Stephen Shankland/CNET

Friday's Brexit referendum result -- in which 52 percent of UK voters chose to withdraw their country from the European Union -- is profoundly depressing to me.

The decision, which is the first time a country has ever opted to leave the EU, is a step in the wrong direction: toward tribalism and away from banding together for the common good.

As a UK citizen working in France, I felt like I was part of a shared social fabric that was an immeasurable improvement over the vicious history of Europe -- one baron, duke, king, emperor or dictator fighting the others in a zero-sum scramble for arable farmland, wealthy cities, navigable rivers and industrial resources. The EU has let Europe channel its energy into something more productive and less fatal than military conquest.
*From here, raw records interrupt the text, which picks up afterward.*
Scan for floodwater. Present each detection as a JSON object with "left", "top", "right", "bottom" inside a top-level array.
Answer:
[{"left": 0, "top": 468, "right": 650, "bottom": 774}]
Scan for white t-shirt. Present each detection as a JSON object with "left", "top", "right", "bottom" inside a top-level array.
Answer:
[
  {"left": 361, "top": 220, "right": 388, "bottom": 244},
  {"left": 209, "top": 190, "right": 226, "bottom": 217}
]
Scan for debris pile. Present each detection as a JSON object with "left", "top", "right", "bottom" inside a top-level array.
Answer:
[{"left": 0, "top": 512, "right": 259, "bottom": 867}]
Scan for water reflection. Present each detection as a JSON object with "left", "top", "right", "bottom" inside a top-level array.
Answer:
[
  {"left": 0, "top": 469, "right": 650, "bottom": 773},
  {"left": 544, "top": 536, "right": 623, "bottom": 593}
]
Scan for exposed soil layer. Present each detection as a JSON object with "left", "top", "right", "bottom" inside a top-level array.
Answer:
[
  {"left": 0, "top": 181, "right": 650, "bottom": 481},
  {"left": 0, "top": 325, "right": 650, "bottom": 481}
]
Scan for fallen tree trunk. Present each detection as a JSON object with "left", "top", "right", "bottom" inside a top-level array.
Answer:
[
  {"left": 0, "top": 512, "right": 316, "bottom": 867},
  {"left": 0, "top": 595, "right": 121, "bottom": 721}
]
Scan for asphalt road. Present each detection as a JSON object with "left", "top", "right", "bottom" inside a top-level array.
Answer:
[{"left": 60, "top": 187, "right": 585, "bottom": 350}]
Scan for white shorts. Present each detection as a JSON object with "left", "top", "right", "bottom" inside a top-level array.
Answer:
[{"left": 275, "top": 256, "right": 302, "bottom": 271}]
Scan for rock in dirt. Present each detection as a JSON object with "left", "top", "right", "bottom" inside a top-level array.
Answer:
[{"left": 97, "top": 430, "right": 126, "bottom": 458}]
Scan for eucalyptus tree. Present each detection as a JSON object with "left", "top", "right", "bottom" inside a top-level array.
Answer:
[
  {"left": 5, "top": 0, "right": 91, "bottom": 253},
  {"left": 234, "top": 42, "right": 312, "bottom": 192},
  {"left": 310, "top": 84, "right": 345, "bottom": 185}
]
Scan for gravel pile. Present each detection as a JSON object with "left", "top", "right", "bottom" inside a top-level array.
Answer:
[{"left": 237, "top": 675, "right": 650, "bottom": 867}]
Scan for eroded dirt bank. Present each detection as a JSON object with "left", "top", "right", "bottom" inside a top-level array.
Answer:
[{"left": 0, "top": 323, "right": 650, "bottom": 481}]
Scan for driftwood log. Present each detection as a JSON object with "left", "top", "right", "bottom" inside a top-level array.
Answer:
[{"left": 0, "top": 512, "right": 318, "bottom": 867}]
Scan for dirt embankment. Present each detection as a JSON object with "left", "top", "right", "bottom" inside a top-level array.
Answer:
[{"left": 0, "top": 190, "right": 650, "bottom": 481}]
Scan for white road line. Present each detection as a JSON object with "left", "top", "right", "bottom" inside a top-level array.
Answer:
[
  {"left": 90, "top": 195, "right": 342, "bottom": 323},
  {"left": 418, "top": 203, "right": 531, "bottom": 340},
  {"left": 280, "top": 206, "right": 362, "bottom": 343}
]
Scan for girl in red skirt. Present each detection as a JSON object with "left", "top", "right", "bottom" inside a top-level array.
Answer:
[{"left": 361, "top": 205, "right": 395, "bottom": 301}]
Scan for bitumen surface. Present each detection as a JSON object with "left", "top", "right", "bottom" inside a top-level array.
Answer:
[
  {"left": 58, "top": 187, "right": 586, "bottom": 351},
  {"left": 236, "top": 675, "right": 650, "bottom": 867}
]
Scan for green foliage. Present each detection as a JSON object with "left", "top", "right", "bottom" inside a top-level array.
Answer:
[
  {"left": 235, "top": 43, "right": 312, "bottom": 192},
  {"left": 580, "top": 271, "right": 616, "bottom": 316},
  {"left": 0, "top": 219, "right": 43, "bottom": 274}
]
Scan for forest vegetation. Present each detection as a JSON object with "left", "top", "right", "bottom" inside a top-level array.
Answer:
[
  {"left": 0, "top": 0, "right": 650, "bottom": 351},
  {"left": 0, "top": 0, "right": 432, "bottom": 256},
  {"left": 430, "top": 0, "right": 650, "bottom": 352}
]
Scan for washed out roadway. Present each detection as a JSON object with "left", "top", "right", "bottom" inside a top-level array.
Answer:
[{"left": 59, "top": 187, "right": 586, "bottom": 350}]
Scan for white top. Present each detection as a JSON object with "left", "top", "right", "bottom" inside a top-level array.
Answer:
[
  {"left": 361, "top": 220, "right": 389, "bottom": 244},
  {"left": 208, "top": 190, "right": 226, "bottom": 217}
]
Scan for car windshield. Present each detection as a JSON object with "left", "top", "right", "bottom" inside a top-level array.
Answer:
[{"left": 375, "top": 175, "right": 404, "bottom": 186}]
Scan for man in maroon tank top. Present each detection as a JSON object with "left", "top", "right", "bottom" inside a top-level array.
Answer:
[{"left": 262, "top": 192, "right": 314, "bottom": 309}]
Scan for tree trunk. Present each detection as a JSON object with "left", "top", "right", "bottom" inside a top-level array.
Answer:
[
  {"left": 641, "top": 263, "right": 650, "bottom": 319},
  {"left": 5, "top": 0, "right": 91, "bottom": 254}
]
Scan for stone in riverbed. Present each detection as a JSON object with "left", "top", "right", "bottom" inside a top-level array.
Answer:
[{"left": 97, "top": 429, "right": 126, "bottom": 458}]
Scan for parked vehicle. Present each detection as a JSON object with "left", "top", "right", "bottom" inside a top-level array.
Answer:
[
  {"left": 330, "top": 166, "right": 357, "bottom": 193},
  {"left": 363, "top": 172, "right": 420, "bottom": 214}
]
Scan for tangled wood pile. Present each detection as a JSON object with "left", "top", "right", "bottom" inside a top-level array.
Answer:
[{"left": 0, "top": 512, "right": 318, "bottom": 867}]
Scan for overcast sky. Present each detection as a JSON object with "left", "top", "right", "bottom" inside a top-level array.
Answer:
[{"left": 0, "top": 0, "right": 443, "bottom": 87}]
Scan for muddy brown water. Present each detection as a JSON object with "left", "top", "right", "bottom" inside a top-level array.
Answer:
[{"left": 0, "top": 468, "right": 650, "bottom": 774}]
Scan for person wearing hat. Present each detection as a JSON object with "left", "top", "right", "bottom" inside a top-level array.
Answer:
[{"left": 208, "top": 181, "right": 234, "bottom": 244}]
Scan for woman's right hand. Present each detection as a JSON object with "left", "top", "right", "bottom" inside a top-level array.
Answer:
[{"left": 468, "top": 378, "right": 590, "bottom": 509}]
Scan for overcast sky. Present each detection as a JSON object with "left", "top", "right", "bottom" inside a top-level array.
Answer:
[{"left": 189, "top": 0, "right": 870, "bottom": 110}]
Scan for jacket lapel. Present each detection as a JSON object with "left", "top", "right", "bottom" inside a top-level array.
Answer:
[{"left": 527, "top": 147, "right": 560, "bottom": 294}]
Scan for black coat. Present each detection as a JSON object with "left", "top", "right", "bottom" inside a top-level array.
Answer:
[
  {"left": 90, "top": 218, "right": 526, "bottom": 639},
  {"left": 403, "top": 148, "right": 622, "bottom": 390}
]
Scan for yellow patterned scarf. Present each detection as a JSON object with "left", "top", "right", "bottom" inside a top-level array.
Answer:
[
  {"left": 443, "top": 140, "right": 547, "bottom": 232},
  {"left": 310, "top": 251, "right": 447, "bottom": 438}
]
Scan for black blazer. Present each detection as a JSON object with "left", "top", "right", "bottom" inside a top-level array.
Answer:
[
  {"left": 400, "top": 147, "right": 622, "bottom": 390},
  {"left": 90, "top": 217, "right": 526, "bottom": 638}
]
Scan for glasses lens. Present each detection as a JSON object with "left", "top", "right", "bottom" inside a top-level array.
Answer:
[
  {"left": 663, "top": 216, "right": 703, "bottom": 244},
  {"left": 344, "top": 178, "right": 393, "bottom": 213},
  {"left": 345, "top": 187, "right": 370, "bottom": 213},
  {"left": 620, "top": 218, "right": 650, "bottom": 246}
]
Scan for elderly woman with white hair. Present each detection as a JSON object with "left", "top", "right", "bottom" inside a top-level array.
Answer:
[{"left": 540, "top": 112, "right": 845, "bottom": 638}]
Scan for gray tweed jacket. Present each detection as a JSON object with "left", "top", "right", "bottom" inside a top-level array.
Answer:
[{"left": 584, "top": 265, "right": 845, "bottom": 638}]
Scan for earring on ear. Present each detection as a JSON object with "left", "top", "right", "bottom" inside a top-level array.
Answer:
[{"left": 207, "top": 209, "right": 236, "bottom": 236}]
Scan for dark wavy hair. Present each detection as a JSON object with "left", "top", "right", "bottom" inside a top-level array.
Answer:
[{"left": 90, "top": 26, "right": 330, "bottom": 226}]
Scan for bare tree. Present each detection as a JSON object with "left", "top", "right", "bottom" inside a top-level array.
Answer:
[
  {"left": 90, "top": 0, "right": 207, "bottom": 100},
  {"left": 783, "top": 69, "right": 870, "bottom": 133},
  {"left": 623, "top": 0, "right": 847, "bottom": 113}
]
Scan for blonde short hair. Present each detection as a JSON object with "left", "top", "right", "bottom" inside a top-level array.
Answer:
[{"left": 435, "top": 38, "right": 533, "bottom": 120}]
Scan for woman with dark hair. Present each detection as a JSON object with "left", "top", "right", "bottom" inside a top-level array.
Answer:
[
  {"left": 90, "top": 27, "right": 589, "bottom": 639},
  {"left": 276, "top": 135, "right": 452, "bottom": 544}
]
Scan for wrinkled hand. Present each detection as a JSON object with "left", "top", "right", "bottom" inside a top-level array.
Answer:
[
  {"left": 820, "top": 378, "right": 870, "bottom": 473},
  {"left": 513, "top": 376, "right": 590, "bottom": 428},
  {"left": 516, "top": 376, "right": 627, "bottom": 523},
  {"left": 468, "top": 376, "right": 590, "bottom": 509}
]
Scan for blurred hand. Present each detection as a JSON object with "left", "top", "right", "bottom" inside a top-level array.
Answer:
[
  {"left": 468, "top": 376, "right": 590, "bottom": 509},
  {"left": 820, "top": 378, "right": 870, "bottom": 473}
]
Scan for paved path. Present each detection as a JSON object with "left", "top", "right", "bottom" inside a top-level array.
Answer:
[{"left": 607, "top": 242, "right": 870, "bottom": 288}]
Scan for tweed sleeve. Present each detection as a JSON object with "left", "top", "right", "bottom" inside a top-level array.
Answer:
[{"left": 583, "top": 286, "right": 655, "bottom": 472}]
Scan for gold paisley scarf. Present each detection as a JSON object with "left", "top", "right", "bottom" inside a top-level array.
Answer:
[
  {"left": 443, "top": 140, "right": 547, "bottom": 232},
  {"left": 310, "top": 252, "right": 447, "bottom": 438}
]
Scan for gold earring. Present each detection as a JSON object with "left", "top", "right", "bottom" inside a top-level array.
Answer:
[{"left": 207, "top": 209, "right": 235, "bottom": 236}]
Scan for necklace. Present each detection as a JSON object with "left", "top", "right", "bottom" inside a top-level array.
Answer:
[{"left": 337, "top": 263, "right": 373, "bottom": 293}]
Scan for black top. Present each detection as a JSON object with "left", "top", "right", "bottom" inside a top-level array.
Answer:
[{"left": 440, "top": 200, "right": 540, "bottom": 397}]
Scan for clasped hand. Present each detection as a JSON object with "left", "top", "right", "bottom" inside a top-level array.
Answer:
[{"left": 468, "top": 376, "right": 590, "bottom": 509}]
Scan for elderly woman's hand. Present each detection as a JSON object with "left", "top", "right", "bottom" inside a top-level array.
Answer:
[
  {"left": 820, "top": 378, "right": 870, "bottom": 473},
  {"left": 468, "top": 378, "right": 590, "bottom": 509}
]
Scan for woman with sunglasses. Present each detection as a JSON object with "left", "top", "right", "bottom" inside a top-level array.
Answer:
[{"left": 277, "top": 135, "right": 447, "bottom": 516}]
The internet spreading to every corner of our lives accelerated the growth of this social fabric. It lowers language barriers, makes it easier to figure out distant public transit systems, helps you find an electronics store where you can replace that phone charger you left at home, and perhaps most important to me, lets you instantly learn the history of any church or town or museum you stroll into. These social, cultural and economic ties are not just how you avoid going to war. It's how you build the trust and mutually agreeable incentives to cooperate when things like terrorist acts or global warming warrant a response larger than that which a single country can muster.

Brexit and other nativist movements undo this progress. At the same time the internet has been lowering borders, the reaction against refugees and immigrants and terrorism has been raising them. But severing ties to Europe's political, economic and social fabric is a terrible way to try to help a London pipefitter put out of work. The 10 percent drop Friday in the value of the British pound is a good illustration. That's 10 percent lopped off the purchasing power of UK consumers buying goods from abroad.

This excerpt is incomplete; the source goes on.